Starting a business from scratch

Electronic books : Amazon
Physical books : Amazon
Physical products : Amazon / Ebay
Services : Freelancer / Upwork and all the other freelancing sites

It seems that no matter what you're into, there's always some big site that acts as a platform for whoever hopes to earn money doing what they do.

The result is that 90+% of people struggle, while a tiny minority do very well, and there's not much in between.

The people who run the platform are happy because they have an endless supply of hopefuls adding content to their site, the big people are happy because they're doing well, a bunch of marketers are happy because they're selling a dream to the 90+% (i.e. buy my book and I'll teach you how to succeed at X), and those 90+% get nowhere. Not to mention all the scammers.

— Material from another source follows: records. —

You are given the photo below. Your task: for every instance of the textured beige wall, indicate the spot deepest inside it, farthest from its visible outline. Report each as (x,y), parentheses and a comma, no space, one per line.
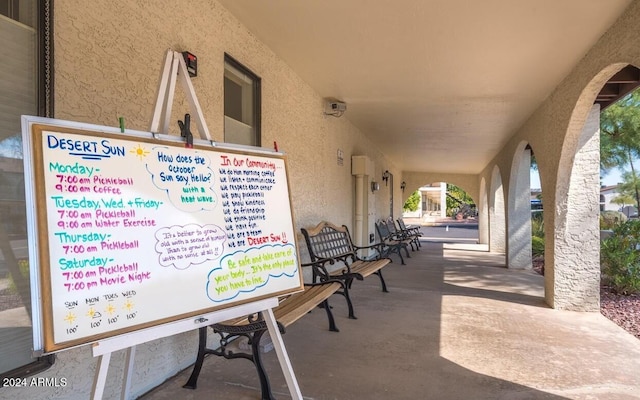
(108,59)
(553,132)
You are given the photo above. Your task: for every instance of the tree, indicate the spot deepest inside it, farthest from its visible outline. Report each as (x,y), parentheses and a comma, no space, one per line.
(412,202)
(620,139)
(457,199)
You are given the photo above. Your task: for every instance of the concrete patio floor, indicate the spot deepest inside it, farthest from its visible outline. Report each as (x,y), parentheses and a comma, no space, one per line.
(455,325)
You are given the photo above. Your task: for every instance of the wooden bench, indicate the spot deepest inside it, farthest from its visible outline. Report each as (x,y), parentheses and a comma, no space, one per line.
(402,231)
(331,245)
(252,327)
(392,242)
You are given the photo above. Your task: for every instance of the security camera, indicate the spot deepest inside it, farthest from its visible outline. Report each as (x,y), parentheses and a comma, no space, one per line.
(338,106)
(335,108)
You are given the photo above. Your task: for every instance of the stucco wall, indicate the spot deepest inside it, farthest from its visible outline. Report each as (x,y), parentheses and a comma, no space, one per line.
(553,131)
(108,59)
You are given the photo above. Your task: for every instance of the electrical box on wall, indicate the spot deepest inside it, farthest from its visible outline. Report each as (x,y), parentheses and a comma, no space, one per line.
(192,63)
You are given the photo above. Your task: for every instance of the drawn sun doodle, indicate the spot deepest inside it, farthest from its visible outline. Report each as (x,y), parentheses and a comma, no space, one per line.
(139,151)
(70,318)
(128,305)
(110,309)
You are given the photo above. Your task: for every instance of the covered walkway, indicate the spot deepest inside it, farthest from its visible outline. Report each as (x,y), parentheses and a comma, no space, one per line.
(456,324)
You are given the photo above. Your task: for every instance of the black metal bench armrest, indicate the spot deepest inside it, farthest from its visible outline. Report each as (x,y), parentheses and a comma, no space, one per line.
(324,282)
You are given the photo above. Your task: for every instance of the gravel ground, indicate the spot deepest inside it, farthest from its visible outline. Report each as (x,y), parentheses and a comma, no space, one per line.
(623,310)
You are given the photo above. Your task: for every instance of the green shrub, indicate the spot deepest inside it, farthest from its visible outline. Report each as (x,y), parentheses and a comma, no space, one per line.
(609,219)
(537,246)
(620,258)
(537,225)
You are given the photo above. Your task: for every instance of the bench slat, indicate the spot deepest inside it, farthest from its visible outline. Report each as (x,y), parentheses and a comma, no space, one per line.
(294,307)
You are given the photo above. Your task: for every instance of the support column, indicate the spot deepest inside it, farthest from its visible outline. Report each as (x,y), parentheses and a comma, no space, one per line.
(361,168)
(519,216)
(576,266)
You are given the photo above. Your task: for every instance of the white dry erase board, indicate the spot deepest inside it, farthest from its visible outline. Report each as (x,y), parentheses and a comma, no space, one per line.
(132,231)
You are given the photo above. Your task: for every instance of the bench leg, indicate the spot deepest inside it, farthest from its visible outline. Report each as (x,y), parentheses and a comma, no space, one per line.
(265,386)
(332,322)
(346,295)
(202,345)
(400,255)
(382,282)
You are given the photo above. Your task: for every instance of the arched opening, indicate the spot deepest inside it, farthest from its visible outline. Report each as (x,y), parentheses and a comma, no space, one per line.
(573,283)
(497,226)
(483,214)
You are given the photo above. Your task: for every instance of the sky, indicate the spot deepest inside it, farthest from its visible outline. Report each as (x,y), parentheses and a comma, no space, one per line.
(612,178)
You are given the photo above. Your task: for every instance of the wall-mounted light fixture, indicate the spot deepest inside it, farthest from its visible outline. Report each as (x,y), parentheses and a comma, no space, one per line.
(385,177)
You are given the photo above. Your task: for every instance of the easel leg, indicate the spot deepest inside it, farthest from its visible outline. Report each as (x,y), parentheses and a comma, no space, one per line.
(100,379)
(128,372)
(283,357)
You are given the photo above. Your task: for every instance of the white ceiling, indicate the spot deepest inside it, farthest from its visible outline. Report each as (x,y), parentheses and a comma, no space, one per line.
(438,85)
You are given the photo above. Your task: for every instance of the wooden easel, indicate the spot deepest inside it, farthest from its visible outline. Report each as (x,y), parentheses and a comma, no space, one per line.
(174,67)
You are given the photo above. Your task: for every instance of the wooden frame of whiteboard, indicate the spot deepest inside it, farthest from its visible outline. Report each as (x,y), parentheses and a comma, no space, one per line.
(39,246)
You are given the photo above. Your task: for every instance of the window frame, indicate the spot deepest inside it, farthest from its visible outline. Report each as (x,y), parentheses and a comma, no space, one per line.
(45,109)
(257,99)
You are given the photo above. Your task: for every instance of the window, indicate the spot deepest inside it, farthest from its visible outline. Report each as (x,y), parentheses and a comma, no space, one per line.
(22,91)
(241,104)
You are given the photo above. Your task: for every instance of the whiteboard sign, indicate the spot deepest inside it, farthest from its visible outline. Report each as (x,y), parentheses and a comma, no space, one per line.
(134,232)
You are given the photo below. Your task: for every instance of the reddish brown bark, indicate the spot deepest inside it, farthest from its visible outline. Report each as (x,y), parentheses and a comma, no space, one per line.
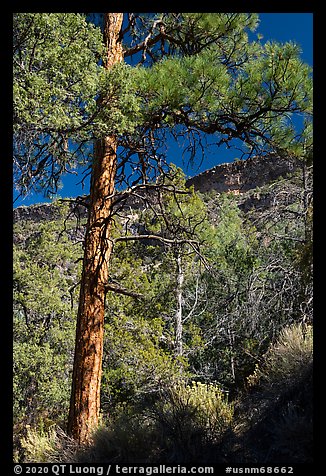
(87,371)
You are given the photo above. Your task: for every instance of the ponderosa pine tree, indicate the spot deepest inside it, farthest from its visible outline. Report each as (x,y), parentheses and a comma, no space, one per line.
(197,74)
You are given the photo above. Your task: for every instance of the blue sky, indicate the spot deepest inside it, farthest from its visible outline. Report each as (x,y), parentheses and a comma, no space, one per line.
(297,27)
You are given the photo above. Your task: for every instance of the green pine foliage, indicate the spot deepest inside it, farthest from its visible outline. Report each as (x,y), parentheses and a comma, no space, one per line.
(246,277)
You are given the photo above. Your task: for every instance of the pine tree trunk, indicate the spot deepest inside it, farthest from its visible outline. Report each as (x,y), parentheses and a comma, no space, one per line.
(86,382)
(178,314)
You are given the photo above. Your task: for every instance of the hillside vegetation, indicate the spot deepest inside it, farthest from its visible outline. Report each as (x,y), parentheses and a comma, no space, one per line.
(207,356)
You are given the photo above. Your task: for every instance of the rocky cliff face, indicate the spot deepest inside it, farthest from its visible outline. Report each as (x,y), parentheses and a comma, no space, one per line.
(243,175)
(235,177)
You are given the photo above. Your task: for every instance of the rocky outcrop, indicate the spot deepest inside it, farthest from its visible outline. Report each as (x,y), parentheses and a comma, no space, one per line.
(234,177)
(242,175)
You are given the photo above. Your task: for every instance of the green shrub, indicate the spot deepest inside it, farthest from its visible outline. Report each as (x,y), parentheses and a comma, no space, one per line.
(190,416)
(47,446)
(286,360)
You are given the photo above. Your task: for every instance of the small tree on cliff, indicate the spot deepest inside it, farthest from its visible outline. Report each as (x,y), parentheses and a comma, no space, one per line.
(197,74)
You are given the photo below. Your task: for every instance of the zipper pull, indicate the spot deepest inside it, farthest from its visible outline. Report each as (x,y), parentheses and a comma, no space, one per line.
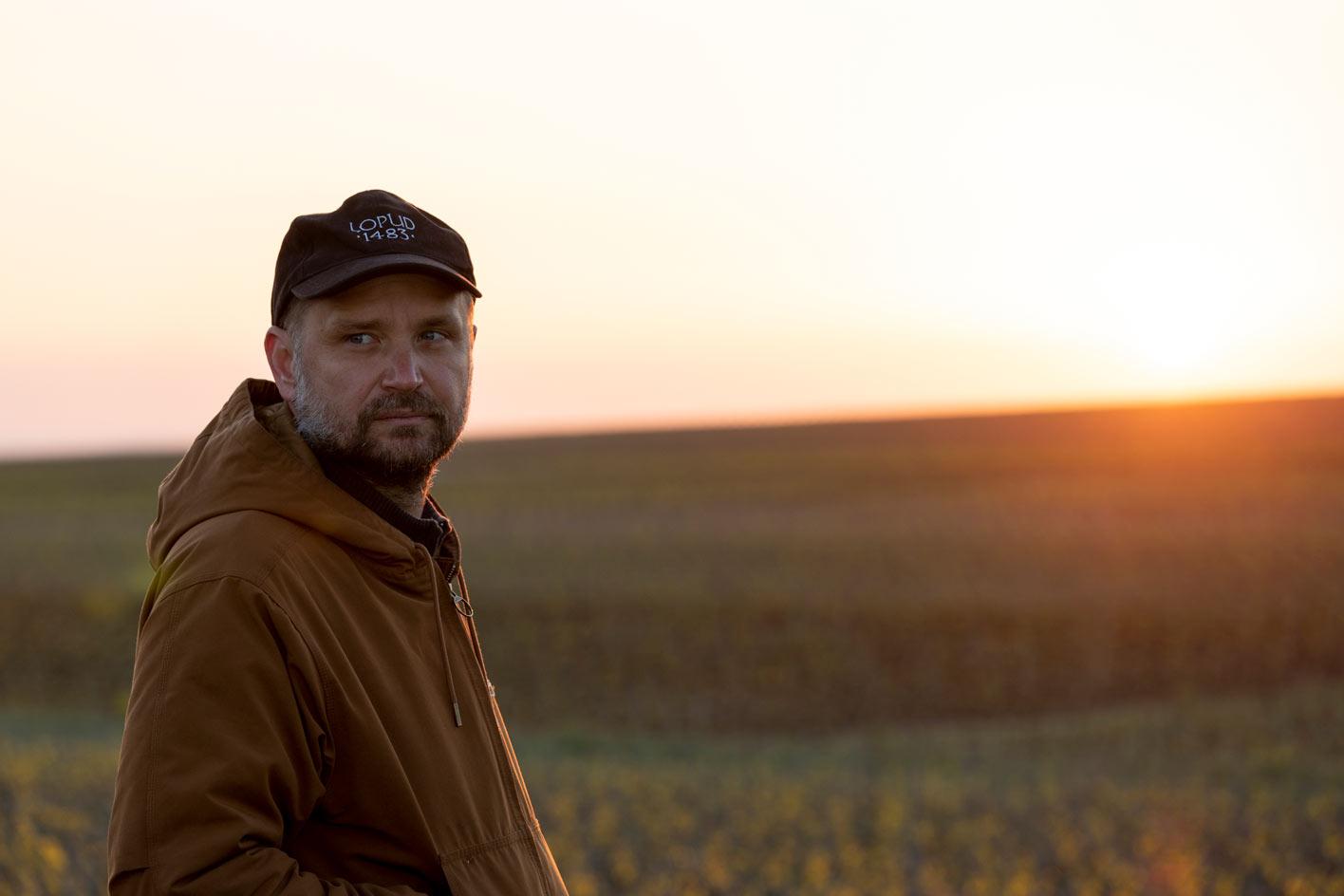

So I'm wondering, is it not better to start a business from complete scratch? I mean, no big (shared) platform, no competing with anyone (on the same site), no signing up to anything, just running a business on a grassroots level.

I've got some experience in cold calling, and I have no problem emailing people out of the blue. I think I have a lot of value to offer in the things that I do / can do, but it's very demoralizing having to go through so many hurdles.

I hate the thought of constantly having to drum up business, but I'm certainly willing to do it in an efficient way, if there is one. I don't know what that would be though.

Surely there has to be a way to generate sales without having to compete with bazillions of other hopefuls on the same site.

Is there a way?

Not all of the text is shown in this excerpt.